Three out of four households described their financial situation as correct, or even comfortable, during this period, according to a study by the Fed.
The financial health of American families was, in the fall of 2021, at its highest in almost a decade, before the Omicron variant weighed on the economy and inflation slashed purchasing power, according to a Fed study released Monday.
The general standard of living was, at this time, “at the highest” since the study to be created in 2013, underlines the American central bank in a press release.
Thus, 73% of adults described their financial situation as correct, or even comfortable.
This is explained, on the one hand, by the reopening of most schools at the start of the school year in September 2021, which has enabled parents to return to work, and, on the other hand, by the financial aid paid to families. by the federal government.
Parents of school-age children, “who had been disproportionately affected by the pandemic in 2020, showed notable improvements in their financial well-being in 2021”, details the Fed.
More households in 2021 than in the two previous surveys were able to pay their monthly bills in full. And the proportion of adults with enough money set aside to cover the unexpected, and to be able to afford $400 in cash, has peaked since the survey began in 2013.
The improvement seen in 2021 was across all population groups, with Hispanic people seeing the biggest increase.
However, the survey does not mention inflation, which had already climbed to 6.2% over one year in October and has since accelerated, reaching 8.5% in March, its highest level in 40 years. before moderating a little in April, to 8.3%.

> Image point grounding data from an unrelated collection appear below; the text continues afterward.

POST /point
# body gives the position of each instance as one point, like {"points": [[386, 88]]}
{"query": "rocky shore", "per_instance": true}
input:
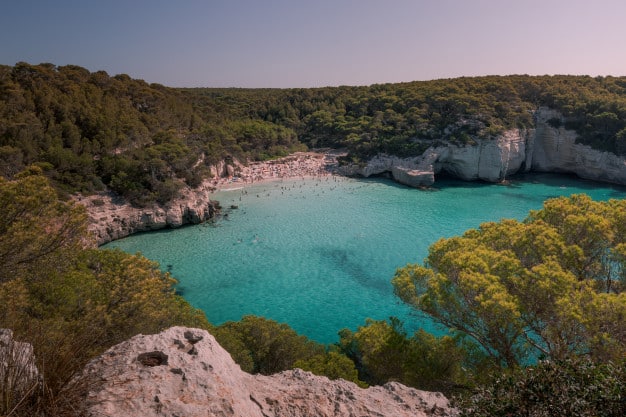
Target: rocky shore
{"points": [[111, 218], [185, 372], [542, 149]]}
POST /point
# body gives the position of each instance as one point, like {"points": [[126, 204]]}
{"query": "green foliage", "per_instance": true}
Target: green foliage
{"points": [[69, 302], [384, 352], [37, 232], [564, 388], [550, 286], [145, 141], [332, 364], [264, 346]]}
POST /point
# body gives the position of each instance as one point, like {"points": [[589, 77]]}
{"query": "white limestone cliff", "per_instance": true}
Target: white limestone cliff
{"points": [[542, 149], [185, 372], [112, 218]]}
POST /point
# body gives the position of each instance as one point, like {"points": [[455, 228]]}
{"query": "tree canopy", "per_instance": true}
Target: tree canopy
{"points": [[89, 130], [551, 286]]}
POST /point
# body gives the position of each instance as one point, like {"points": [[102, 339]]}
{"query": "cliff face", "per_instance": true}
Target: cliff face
{"points": [[543, 149], [111, 218], [185, 372]]}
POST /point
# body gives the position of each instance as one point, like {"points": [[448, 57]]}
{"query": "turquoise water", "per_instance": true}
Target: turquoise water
{"points": [[320, 254]]}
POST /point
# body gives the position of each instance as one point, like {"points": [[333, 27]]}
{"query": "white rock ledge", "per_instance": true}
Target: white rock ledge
{"points": [[185, 372]]}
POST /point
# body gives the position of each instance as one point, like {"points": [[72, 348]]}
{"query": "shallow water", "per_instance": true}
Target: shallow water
{"points": [[320, 254]]}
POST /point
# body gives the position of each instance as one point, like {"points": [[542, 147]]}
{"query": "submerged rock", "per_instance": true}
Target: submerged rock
{"points": [[185, 372]]}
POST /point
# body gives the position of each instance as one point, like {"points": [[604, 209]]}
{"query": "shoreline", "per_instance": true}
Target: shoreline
{"points": [[299, 165]]}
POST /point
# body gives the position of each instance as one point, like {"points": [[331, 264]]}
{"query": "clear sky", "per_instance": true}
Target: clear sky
{"points": [[314, 43]]}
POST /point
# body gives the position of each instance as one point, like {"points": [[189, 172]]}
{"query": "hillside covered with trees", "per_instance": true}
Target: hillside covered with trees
{"points": [[535, 309], [88, 131]]}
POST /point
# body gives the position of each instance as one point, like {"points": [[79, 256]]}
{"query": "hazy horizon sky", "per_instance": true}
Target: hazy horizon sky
{"points": [[315, 43]]}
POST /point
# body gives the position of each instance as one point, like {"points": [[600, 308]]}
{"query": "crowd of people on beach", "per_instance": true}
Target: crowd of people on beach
{"points": [[298, 165]]}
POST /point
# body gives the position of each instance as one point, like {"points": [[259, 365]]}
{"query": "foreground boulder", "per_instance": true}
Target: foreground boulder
{"points": [[185, 372]]}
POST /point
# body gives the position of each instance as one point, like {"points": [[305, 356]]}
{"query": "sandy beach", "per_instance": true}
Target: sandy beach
{"points": [[298, 165]]}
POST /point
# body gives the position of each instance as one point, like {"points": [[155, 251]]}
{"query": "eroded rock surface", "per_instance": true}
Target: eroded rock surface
{"points": [[542, 149], [185, 372], [112, 218]]}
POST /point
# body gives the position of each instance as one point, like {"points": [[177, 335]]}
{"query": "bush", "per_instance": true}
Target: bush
{"points": [[573, 387]]}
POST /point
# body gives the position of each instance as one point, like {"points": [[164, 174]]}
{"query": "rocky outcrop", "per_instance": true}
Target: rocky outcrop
{"points": [[18, 372], [542, 149], [556, 150], [185, 372], [111, 217]]}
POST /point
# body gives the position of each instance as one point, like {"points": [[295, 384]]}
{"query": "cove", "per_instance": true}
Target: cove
{"points": [[319, 254]]}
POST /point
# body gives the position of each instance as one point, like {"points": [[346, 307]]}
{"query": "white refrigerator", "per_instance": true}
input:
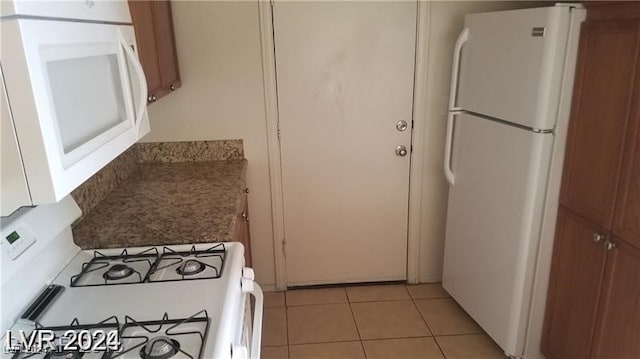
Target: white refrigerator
{"points": [[508, 109]]}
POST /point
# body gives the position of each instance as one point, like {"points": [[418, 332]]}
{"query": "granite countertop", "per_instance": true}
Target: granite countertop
{"points": [[167, 203]]}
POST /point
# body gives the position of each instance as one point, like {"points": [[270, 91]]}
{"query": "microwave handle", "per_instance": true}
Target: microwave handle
{"points": [[142, 85]]}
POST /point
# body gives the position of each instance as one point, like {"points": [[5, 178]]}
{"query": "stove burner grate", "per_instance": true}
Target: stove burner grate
{"points": [[165, 338], [118, 271], [160, 348], [190, 267], [117, 268]]}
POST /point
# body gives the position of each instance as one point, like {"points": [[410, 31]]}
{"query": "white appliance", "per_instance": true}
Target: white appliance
{"points": [[74, 95], [508, 111], [162, 302]]}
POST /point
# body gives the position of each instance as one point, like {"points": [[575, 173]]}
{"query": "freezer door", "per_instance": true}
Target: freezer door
{"points": [[512, 64], [493, 224]]}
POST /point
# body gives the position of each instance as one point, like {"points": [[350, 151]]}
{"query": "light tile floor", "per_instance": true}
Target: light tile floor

This improvement in financial conditions contrasts with Americans’ perception of their country’s economy: only 24% of adults rated it “good” or “excellent” in 2021, 2 percentage points lower than in 2020 and half less than in 2019.
In addition, teleworking has become a habit, 22% of employees worked full time from home, down from 29% at the end of 2020, but up sharply from 7% at the end of 2019.
This concerns to a greater extent the most qualified employees. And almost half of people who telecommute at least part of the week say they would look for another job if their employer forced them to return to the office full-time.